Publication Date


Advisor(s) - Committee Chair

Muhammad Jahan (Director), Bryan Reaka, Gregory Arbuckle

Degree Program

Department of Architectural and Manufacturing Sciences

Degree Type

Master of Science


This study examines the use of one finishing electrode to finish multiple dies without remachining the electrode. The multiple-use electrode finishing experiment in this study addresses technology in the die-forging industry. Methods of manufacturing spherical straight bevel forge gear dies have relied on die-sinking Electrical Discharge Machining (EDM) practices that showed great potential for advancement. The focus of this study is solely on the improvements of electrode use in EDM finishing-processes.
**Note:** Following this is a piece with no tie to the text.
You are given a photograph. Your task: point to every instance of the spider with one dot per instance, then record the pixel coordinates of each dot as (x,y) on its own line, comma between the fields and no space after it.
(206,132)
The surface finish quality itself is not an area of concern other than maintaining that it does not diminish. The focused concern is maximizing the process by using one electrode unmodified for multiple-finishing operations. The objective for improvement is utilization of one finishing electrode used multiple times rather than only one finishing electrode per die. Utilizing a Coordinate Measuring Machine (CMM), the inspection of specific locations on the finishing electrode reveals the repeatability and accuracy of use for one finishing electrode for six gear forging-dies. Initial experimentation validates the capabilities to finish four dies accurately in two separate die configurations with one electrode. To accomplish finishing the four initial dies, a die-sinking EDM machine that possesses a large enough working envelope was included in the process. The transition of using graphite electrode materials in place of brass for finishing multiple dies aids in reducing what was a total eight-hour process time into a four-hour process time.A machine with a working envelope large enough for only setting up one die to be EDM machined generated the eight-hour process time. The researcher achieved the eight-hour process time by replacing brass electrodes in the roughing stages with graphite electrodes. The extent to which one finish electrode can finish a sample set of six complete dies with one electrode is studied. Data is extrapolated from the deviation of absolute locations on a three-dimensional solid model compared to the multiple-use finishing electrode. Specific locations inspected on the electrode conclude the study efforts with results revealing that the maximum repeated use of an electrode is seven uses.